30.6.06

Halogen, the lights will flicker/Incandescent burning lies

You know what? I'm done. I've royally screwed over the kindest person I've ever known--and I've done it more than once. And if I'm forgiven, it will probably happen again. I don't want it to, but I'm not exactly in control a good percentage of the time. That, and when it comes right down to the point, I'm not capable of the kind of love required for the whole thing. Probably never will be. The deeper positive emotions, I've found, are 100% elusive, no matter how much I strive to reach them; they're always just beyond my grasp. So in consequence, those who are capable of reaching and feeling those emotions--especially deep, enduring love--scare me. Especially when those emotions are directed towards me, both because it makes me feel like a failure and because I can't reciprocate, no matter how much I want to.

My capacity to really love someone died six years ago, and I've never been able to resurrect it. And what is life without love? It's hell. It really is. The Apostle Paul wasn't kidding when he said that the greatest thing of all was love.

This will be my last blog post. I'm sick of sharing my feelings with every person to ever browse the internet. If you want to know what's going on with me, from now on, you'll have to write me.

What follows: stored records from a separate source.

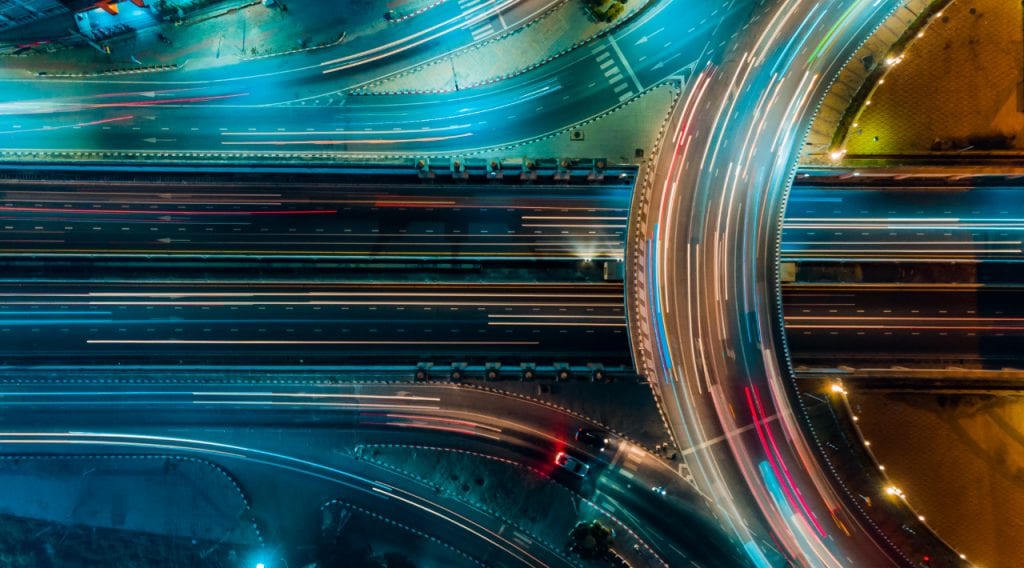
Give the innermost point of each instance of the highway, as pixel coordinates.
(923, 325)
(709, 307)
(309, 218)
(280, 107)
(246, 322)
(900, 222)
(290, 428)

It's been a mediocre experience,
Winter.

1 comment:

Anonymous said...

Hey.. I keep waiting to see you on AIm, but I haven't.. If you'd be so kind, would you E-Mail me at nathan.kanuchok@gmail.com with your address so I *can* write to you? 'Cuz every now and again you pop into my thoughts and as oddly similar and contrasting as we might be at times, I do still want to stay in touch.. I'm really bad at that. I'm sorry. Anyway, yeah. If you'd let me contact you, I'd be happy.